Defisit APBN 2025 Masih Terkendali
Tercatat, realisasi defisit APBN 2025 mencapai Rp 695,1 triliun atau sekitar 2,92% dari PDB. Airlangga menegaskan bahwa angka tersebut masih berada dalam koridor fiskal yang sehat dan tidak membahayakan stabilitas fiskal negara.
“Defisitnya masih aman, masih di bawah 3%. Yang paling penting kita mengejar pertumbuhan karena pertumbuhan kan kaitannya langsung terhadap employment, penciptaan lapangan kerja, jadi itu yang kita dorong,” ujar Airlangga di kantornya, Jakarta Pusat, Jumat (9/1/2026), seperti dikutip melalui detikFinance,
Realisasi Pendapatan dan Belanja Negara
Dalam periode 2025:
- Pendapatan negara mencapai Rp 2.756,3 triliun atau 91,7% dari target APBN.
- Belanja negara terealisasi sebesar Rp 3.451,4 triliun atau 95,3% dari APBN.
Dengan selisih antara pendapatan yang lebih kecil dari belanja, defisit anggaran menjadi bagian dari strategi fiskal pemerintah. Airlangga menekankan bahwa pemerintah tetap mendorong pertumbuhan ekonomi sebagai prioritas utama di tengah realisasi defisit tersebut.

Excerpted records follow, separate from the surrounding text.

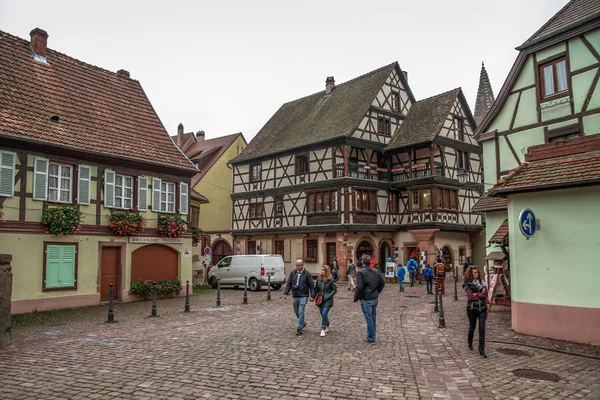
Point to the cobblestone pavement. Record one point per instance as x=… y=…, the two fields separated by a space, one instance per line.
x=251 y=351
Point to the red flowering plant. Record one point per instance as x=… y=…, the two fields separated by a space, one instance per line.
x=127 y=222
x=62 y=220
x=172 y=225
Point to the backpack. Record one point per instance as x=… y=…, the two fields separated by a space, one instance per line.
x=440 y=269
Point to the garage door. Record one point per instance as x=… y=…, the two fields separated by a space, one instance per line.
x=154 y=262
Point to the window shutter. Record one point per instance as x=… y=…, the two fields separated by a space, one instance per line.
x=156 y=183
x=7 y=173
x=142 y=193
x=183 y=198
x=83 y=187
x=40 y=178
x=109 y=188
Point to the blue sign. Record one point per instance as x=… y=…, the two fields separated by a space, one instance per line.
x=527 y=223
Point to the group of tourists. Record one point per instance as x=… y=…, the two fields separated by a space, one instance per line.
x=369 y=284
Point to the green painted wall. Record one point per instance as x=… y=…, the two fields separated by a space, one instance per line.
x=559 y=264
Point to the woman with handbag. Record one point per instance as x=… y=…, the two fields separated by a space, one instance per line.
x=326 y=289
x=477 y=291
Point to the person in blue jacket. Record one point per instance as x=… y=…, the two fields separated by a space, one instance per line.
x=400 y=274
x=412 y=267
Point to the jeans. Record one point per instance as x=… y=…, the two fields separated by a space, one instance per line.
x=475 y=315
x=369 y=308
x=325 y=316
x=299 y=305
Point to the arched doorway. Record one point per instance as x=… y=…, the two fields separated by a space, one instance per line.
x=384 y=253
x=447 y=256
x=364 y=247
x=220 y=250
x=154 y=262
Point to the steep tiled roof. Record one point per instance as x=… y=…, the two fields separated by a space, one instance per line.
x=99 y=111
x=501 y=234
x=571 y=15
x=554 y=173
x=487 y=204
x=424 y=120
x=318 y=117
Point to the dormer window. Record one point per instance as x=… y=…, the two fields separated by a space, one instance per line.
x=553 y=77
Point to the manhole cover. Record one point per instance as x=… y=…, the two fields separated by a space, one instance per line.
x=513 y=352
x=535 y=374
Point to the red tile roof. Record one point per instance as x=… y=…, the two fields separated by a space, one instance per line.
x=501 y=234
x=557 y=173
x=99 y=111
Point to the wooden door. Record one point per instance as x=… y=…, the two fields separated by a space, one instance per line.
x=109 y=272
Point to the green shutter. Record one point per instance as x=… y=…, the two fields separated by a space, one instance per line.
x=60 y=266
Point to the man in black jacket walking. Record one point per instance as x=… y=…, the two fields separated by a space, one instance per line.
x=300 y=283
x=369 y=284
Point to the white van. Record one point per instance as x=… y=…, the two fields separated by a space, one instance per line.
x=232 y=270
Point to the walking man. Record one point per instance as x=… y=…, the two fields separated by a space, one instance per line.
x=301 y=284
x=369 y=284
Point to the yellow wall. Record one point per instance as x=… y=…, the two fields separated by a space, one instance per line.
x=216 y=186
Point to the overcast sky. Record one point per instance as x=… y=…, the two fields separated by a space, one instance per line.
x=227 y=66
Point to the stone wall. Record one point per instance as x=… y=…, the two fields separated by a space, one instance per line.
x=5 y=298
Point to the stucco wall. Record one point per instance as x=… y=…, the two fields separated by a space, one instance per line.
x=558 y=265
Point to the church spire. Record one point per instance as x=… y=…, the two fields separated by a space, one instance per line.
x=485 y=96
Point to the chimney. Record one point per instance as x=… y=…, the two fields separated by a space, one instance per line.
x=179 y=134
x=39 y=41
x=329 y=85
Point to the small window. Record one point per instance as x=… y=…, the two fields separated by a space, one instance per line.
x=255 y=173
x=553 y=77
x=395 y=102
x=302 y=166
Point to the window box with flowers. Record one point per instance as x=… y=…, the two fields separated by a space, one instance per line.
x=171 y=225
x=127 y=223
x=62 y=220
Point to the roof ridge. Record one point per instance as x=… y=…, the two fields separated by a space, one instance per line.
x=345 y=83
x=51 y=50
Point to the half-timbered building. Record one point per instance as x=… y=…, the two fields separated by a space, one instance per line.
x=541 y=151
x=360 y=168
x=75 y=134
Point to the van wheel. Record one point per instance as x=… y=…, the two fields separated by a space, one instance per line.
x=254 y=285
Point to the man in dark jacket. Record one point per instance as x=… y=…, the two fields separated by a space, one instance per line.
x=369 y=284
x=300 y=283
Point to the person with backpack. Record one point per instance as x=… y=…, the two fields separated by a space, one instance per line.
x=412 y=267
x=400 y=275
x=428 y=278
x=326 y=289
x=440 y=275
x=300 y=283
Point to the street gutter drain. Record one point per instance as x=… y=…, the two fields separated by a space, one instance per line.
x=535 y=374
x=513 y=352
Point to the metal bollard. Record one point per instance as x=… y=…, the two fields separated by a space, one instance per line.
x=111 y=315
x=435 y=303
x=218 y=293
x=187 y=296
x=153 y=300
x=442 y=321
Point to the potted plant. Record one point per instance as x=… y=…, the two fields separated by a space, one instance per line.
x=127 y=222
x=171 y=225
x=62 y=220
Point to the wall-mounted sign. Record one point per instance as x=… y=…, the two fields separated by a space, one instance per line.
x=527 y=223
x=137 y=239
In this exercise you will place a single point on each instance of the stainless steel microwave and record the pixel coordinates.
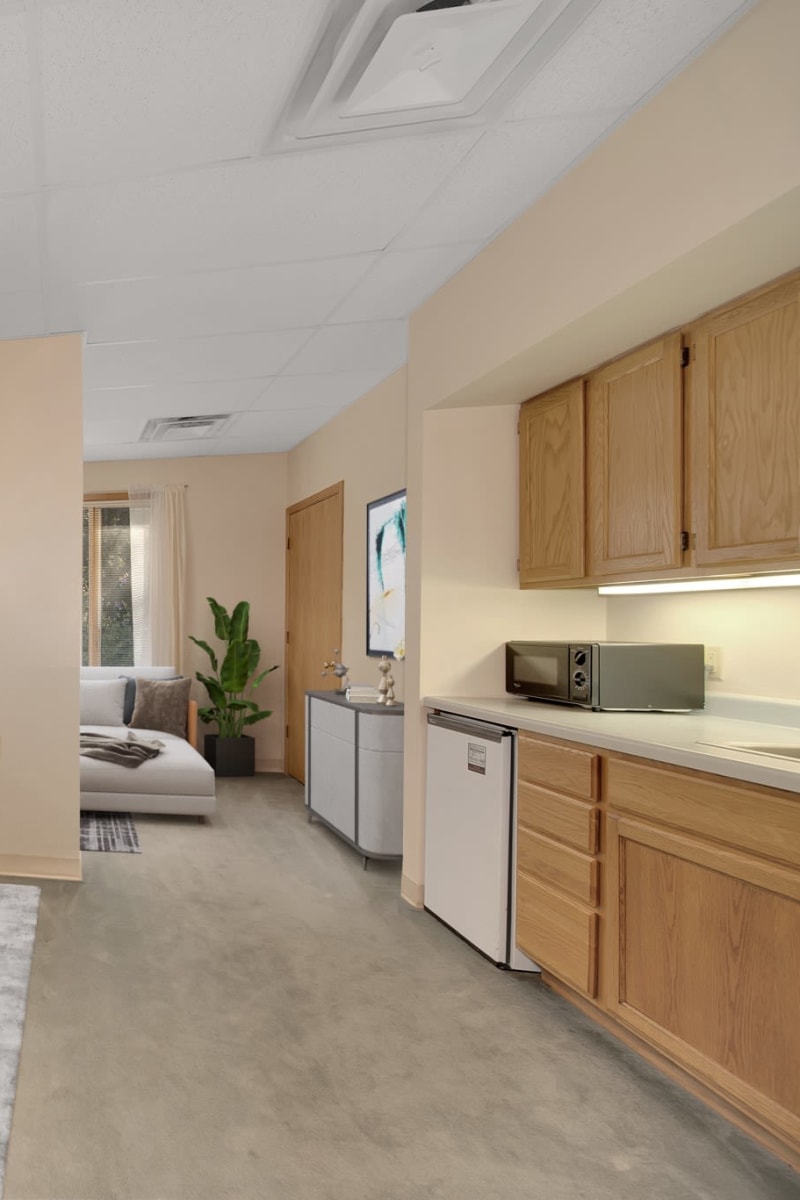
(617, 676)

Optimisme Pertumbuhan Ekonomi RI
Airlangga menyampaikan optimismenya terhadap kapasitas ekonomi nasional untuk tumbuh lebih tinggi pada kuartal IV-2025 dibandingkan kuartal sebelumnya — sebuah sinyal positif bahwa target pertumbuhan ekonomi 2025 sebesar mendekati 5,3% kemungkinan besar tercapai.
“Pertumbuhan di kuartal IV itu di antara kuartal-kuartal sebelumnya, tumbuh bisa menjadi yang tertinggi sehingga mungkin secara keseluruhan target dari APBN untuk pertumbuhan bisa mendekati,” tutur Airlangga.